Was vor der Studie ein Gefühl war, bestätigte sich mit einem faktischen Zahlenwerk. Begonnen mit der Frage: "Warum machen Verkäufer keine Zusatzverkäufe?" begründeten dies 4 von 10 Verkäufer mit dem Argument: "Das passt nicht zu uns". Mit "uns" ist offensichtlich die Vertriebsabteilung oder gar die Firma gemeint. Doch woher wissen Vertriebsmitarbeiter dies? Wie wurde das ermittelt? Wann passt etwas zu einer Organisation? Über weitere Detailfragen stellte sich heraus, dass diese Aussage genauso nur aus einem Gefühl entstanden und von den Verkäufern nicht belegbar war. Zu einem späteren Zeitpunkt der Studie wurde sogar ersichtlich, dass sich weder Mitarbeiter noch die Organisation selbst mit der Frage des Zusatzverkaufs befasst hatten.

 

Unwissenheit verhindert Zusatzverkäufe

Weitere 4 von 10 Verkäufer und Vertriebsexperten bestätigten, dass sie "Mit der Thematik zu wenig vertraut" sind. Diese haben sich also offiziell nicht mit Zusatzverkauf beschäftigt. Für unsere Kunden ist dieses Ergebnis mehr als niederschmetternd. Es bedeutet, dass sich 80 % der Verkäufer nicht mit der so notwendigen Möglichkeit eines zusätzlichen Verkaufs an ihren neu gewonnen Kunden beschäftigen. Es bedeutet, dass 8 von 10 Kunden keinen vollständigen Kauf erleben dürfen. Doch es kommt noch schlimmer. Von den verbleibenden 20% der Verkäufer geben 17% an, dass sie glauben ihre "Kunden wünschen das nicht". Welch grandiose Fehleinschätzung, wie die Studie später noch zeigen soll.

 

Verkäufer sind Dienstleister und in höchstem Maße von einer sehr guten Kommunikation mit Ihren potenziellen Käufern abhängig. Die Frage wer für diesen erstklassigen Informationsaustausch verantwortlich ist erübrigt sich. Wenn nicht wir Verkäufer - wer dann? Nur die restlichen 3 % gaben unverblümt an, dass Sie Angst haben einen Zusatzverkauf anzusprechen. Angst vor was? Angst keinen Zusatzverkauf zu machen? Genau dieses Ergebnis erhalten diese Verkäufer, wenn Sie keinen Zusatzverkauf ansprechen. Es scheint also eine emotionale und keine rationale Entscheidung eines Verkäufers zu sein, wenn er keinen Zusatzverkauf anspricht.

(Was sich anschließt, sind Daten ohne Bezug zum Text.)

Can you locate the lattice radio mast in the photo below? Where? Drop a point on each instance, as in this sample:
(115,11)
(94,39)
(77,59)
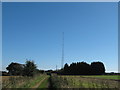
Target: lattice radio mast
(62,62)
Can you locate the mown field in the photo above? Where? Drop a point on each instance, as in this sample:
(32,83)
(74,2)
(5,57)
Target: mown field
(24,82)
(61,81)
(85,81)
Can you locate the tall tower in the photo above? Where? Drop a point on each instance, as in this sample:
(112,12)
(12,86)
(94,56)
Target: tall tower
(62,62)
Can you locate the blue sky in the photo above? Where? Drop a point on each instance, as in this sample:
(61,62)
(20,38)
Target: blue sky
(34,31)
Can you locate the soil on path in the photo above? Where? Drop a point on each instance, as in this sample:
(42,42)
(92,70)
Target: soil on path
(38,84)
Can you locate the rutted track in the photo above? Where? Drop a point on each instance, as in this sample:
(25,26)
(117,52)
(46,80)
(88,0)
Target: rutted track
(39,85)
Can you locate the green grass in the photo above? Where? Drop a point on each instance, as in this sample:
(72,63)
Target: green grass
(82,82)
(45,83)
(33,82)
(104,76)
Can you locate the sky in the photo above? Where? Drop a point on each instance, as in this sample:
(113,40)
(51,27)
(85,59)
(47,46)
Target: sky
(33,31)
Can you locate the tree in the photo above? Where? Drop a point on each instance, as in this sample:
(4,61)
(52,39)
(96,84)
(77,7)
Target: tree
(30,68)
(15,69)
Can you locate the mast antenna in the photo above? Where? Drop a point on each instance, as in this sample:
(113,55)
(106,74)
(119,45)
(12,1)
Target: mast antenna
(62,63)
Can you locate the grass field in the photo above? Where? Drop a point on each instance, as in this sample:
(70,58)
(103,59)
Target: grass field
(116,77)
(22,82)
(84,82)
(63,81)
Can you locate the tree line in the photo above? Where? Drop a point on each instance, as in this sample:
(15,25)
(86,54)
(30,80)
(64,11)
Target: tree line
(79,68)
(82,68)
(27,69)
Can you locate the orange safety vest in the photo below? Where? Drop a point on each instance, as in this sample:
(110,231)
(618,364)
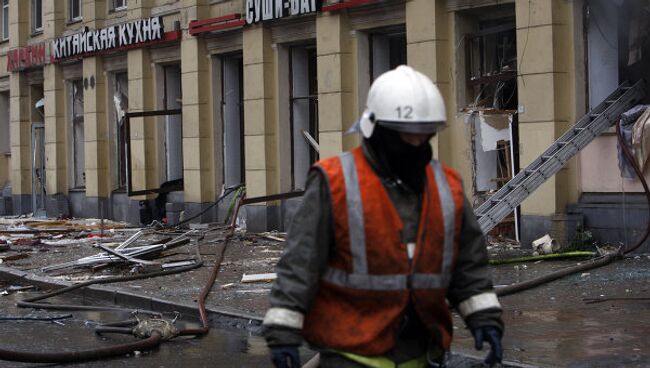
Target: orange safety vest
(369,280)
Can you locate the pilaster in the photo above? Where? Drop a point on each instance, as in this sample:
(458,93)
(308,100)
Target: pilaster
(95,129)
(427,39)
(198,137)
(259,120)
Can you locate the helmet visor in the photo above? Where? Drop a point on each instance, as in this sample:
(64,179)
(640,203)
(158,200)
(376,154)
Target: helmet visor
(423,127)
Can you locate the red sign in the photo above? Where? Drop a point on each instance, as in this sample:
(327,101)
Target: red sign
(27,57)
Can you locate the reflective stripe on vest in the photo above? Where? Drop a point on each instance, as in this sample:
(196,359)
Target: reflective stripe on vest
(359,278)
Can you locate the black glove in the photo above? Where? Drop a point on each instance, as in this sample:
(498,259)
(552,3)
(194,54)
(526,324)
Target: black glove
(285,356)
(492,335)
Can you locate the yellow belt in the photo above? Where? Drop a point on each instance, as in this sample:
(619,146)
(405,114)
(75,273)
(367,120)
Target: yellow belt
(383,362)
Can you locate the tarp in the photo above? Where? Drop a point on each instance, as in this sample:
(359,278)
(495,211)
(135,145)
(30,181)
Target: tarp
(628,123)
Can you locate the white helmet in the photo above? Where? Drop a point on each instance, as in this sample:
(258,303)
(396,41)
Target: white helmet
(405,100)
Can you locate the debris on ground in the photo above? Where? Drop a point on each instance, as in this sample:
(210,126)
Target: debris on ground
(262,277)
(545,245)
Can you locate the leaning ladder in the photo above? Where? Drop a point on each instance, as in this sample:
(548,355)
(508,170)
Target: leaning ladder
(599,119)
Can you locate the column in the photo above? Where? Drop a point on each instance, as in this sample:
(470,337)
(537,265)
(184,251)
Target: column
(335,81)
(427,38)
(56,161)
(198,136)
(143,141)
(19,116)
(96,150)
(260,131)
(544,49)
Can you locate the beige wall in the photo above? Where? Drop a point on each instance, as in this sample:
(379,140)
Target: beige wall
(547,91)
(546,85)
(599,170)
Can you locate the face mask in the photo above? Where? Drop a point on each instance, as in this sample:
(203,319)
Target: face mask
(403,160)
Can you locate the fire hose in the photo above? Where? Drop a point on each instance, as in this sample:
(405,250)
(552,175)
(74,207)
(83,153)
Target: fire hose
(152,331)
(599,261)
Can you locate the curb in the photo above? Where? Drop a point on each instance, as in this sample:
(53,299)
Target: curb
(219,317)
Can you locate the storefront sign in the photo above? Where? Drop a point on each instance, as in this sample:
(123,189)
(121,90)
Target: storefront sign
(123,35)
(27,57)
(263,10)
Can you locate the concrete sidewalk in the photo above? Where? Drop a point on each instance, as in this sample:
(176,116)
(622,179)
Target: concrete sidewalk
(550,326)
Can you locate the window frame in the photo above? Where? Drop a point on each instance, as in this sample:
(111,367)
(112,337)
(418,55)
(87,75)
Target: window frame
(236,58)
(71,16)
(5,11)
(36,29)
(120,132)
(76,119)
(312,99)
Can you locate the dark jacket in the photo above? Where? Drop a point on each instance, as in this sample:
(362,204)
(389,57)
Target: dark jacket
(311,239)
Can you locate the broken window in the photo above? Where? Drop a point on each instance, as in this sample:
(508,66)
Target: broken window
(304,112)
(118,5)
(121,103)
(491,100)
(4,123)
(75,10)
(232,104)
(77,124)
(387,51)
(173,127)
(492,65)
(37,15)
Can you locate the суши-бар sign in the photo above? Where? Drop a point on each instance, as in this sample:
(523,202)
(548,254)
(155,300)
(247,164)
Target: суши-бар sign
(262,10)
(93,41)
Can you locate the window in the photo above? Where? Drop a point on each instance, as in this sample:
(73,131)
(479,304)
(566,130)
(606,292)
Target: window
(173,123)
(37,15)
(303,99)
(75,10)
(4,123)
(121,103)
(232,104)
(5,20)
(118,4)
(77,124)
(387,51)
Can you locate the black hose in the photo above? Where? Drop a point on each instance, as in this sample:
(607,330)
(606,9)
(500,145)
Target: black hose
(31,302)
(149,343)
(529,284)
(29,318)
(120,330)
(80,356)
(224,195)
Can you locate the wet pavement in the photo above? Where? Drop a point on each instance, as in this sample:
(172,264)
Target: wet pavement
(221,347)
(549,326)
(552,326)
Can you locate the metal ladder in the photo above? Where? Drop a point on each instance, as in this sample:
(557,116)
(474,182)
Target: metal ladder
(599,119)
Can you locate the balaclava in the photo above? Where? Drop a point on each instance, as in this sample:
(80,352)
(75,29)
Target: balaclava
(401,159)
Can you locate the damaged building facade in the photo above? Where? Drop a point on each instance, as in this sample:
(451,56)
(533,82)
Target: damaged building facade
(254,92)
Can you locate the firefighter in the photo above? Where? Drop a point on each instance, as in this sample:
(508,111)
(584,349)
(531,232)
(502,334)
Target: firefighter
(383,244)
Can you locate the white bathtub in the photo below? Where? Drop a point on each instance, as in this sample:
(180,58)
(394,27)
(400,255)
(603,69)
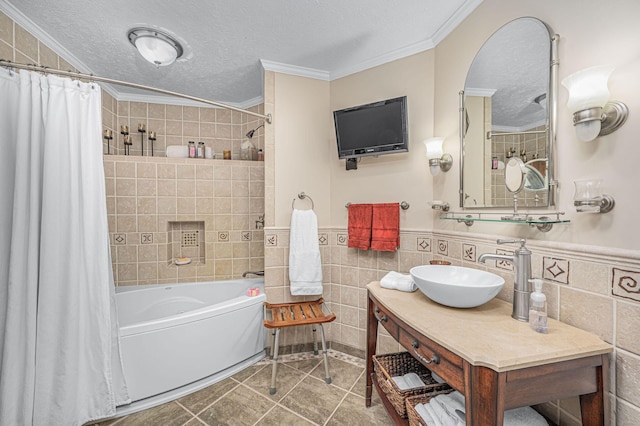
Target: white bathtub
(182,337)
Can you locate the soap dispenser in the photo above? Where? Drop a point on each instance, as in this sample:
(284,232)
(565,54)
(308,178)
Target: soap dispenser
(538,308)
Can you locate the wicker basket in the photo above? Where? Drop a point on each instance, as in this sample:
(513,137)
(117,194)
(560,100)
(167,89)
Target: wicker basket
(414,418)
(398,364)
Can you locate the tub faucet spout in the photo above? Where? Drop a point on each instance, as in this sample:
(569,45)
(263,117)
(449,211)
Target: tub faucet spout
(521,261)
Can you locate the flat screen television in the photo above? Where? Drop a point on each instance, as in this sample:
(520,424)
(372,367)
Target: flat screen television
(372,129)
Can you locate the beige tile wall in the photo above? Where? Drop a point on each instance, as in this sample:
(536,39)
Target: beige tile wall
(147,198)
(534,145)
(18,45)
(590,288)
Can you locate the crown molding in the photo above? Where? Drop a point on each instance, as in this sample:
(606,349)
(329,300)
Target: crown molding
(294,70)
(454,20)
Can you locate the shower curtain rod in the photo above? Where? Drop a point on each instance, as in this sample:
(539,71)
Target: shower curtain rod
(91,77)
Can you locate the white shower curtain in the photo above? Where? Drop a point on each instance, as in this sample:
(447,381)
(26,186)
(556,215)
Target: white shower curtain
(58,330)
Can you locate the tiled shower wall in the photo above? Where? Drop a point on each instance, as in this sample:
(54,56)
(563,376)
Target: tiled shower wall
(591,288)
(151,200)
(219,129)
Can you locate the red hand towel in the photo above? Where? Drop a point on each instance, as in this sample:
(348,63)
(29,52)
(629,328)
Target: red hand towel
(360,226)
(385,229)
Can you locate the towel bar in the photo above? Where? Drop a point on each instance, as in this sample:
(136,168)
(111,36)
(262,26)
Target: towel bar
(403,205)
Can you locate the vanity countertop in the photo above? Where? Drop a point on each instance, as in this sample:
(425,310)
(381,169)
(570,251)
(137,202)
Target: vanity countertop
(487,335)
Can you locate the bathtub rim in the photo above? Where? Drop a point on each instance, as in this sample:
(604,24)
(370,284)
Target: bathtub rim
(229,305)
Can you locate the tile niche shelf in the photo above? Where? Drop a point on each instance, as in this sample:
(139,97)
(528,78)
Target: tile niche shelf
(186,239)
(544,221)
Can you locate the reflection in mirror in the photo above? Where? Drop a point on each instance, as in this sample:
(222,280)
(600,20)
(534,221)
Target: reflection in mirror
(507,111)
(514,175)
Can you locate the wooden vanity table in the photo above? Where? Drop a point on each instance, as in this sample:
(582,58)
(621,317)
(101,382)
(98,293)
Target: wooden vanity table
(497,362)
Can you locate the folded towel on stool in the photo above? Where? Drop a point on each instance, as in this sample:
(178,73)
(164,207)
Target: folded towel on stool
(397,281)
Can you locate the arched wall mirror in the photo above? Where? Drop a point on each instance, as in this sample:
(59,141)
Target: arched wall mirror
(507,110)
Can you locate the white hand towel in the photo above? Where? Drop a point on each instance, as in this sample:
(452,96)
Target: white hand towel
(452,407)
(422,412)
(397,281)
(443,415)
(305,265)
(400,382)
(413,380)
(408,381)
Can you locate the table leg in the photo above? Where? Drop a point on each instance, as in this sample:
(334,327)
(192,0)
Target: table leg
(594,406)
(372,337)
(484,396)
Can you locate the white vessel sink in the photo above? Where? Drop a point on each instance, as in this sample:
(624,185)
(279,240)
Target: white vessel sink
(456,286)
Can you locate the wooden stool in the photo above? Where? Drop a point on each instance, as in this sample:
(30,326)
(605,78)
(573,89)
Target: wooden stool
(282,315)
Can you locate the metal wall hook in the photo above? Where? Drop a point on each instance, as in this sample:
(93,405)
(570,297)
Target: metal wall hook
(302,196)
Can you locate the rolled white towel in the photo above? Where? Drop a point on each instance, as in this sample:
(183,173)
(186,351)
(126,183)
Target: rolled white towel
(524,416)
(397,281)
(434,416)
(421,409)
(437,378)
(400,382)
(454,403)
(452,406)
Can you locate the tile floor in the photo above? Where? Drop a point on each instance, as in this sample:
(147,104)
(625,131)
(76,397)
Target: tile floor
(302,398)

Fehleinschätzung führt zu deutlichen Verlusten bei Umsatz und Gewinn

Warum denken und entscheiden Verkäufer, Verkaufsleiter und Firmeninhaber in diesem äußerst sensiblen und individuellen Bereich für Ihre Kunden? Sie alle befinden sich inmitten der klassischen Interpretation. Die Lösung zur vollständigen Zufriedenheit von Kunden kann also ausschließlich jene sein, sich als verantwortlicher Verkäufer mit der Thematik "Zusatzverkauf" im Vorfeld zu beschäftigen und diese Möglichkeit aktiv im Verkaufsgespräch anzusprechen. Nur so schaffen es Verkäufer zufriedene und treue Kunden zu erzeugen.